Читаем Семирамида полностью

Она стояла потом в церкви, а он лежал в гробу все такой же светлый и недоступный тлению, раб божий и артист Федор Волков, что бросил свое доходное купечество ради идеала. Простудившись в дни торжества, умер он возле своей мечты. Она подняла глаза и вдруг увидели его в углу храма, только что снятого с креста. То же озерное сияние было там, и русый волос вился вдоль худых щек…

Теперь она шла в прямом лесу, и деревья с двух сторон приступали к дороге.
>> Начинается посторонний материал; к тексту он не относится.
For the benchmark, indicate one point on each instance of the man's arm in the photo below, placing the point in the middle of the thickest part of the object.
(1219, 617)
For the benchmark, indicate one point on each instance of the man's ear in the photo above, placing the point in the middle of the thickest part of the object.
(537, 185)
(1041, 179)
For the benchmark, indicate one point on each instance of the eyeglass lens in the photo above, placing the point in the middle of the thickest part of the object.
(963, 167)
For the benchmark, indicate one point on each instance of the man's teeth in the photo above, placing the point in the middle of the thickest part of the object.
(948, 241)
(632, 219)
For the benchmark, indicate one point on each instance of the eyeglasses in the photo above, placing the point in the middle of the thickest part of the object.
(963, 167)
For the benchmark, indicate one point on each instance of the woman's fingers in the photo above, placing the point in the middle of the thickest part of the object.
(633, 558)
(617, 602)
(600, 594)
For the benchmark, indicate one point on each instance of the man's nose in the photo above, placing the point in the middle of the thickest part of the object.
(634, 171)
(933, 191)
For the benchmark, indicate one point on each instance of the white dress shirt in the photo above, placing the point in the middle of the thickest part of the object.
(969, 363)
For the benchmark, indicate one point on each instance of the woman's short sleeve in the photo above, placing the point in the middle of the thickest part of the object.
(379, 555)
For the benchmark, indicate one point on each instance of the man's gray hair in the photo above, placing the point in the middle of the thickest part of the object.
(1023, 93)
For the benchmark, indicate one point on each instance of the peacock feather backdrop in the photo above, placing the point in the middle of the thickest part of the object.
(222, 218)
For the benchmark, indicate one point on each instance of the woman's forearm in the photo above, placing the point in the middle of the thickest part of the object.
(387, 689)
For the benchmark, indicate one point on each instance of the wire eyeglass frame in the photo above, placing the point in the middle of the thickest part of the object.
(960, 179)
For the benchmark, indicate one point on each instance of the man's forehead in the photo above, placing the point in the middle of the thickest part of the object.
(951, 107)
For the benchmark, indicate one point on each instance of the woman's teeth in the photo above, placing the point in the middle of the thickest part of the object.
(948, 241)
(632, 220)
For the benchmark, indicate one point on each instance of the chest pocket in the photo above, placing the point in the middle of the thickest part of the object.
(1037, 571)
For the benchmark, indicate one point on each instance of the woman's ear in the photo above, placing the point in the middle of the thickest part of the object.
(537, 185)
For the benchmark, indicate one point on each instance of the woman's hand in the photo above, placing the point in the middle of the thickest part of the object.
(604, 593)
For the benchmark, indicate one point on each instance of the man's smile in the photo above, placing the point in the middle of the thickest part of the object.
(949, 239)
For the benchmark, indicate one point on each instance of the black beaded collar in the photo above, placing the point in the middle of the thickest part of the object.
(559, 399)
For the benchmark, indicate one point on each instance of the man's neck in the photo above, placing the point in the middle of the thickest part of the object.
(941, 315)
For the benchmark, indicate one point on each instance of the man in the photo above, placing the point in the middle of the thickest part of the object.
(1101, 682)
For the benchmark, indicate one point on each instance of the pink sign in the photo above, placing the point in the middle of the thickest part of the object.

Снег мокрыми наледями окружал каждую ветку, тянул тяжело вниз потускнелые скрученные листья. Было мокро и тихо…

Не к тому ли идеалу сбивает ее от дела Панин, когда придумывает в соправители некий совет? То от долгого посольского сидения в Швеции оторвался он от здешней реальности. Этот совет уже был при первой Екатерине и втором Петре, а сенат от того сделался уже не «правительствующим», как задумано при великом государе, а только «высоким». Опять же в ущерб сенату явился он при Анне Иоанновне в форме Кабинета, а у покойной императрицы назывался Конференцией по внешним делам. Однако в прежнем виде вершила все управление, внутреннее и внешнее, та Конференция по желанию и к выгоде своих сиятельных членов. Государыне-тетушке ох как скучалось заниматься государственным делом. И до того довела, что при Шуваловых свое истинное слово даже сама вслух боялась сказать. А те и с другими сочленами свое воровство на полной воле вершили, так что и самодержавность на том кончилась.

Теперь же Никита Панин, насмотревшись шведского порядку, возмечтал на тот же манер ограничить ее царскую и императорскую власть. С чувством и примером говорил ей все эти годы о пользе такого устройства для нее и отечества, и она соглашалась. А сразу после переворота представил проект об императорском совете не меньше шести членов, чтобы правили с нею вместе…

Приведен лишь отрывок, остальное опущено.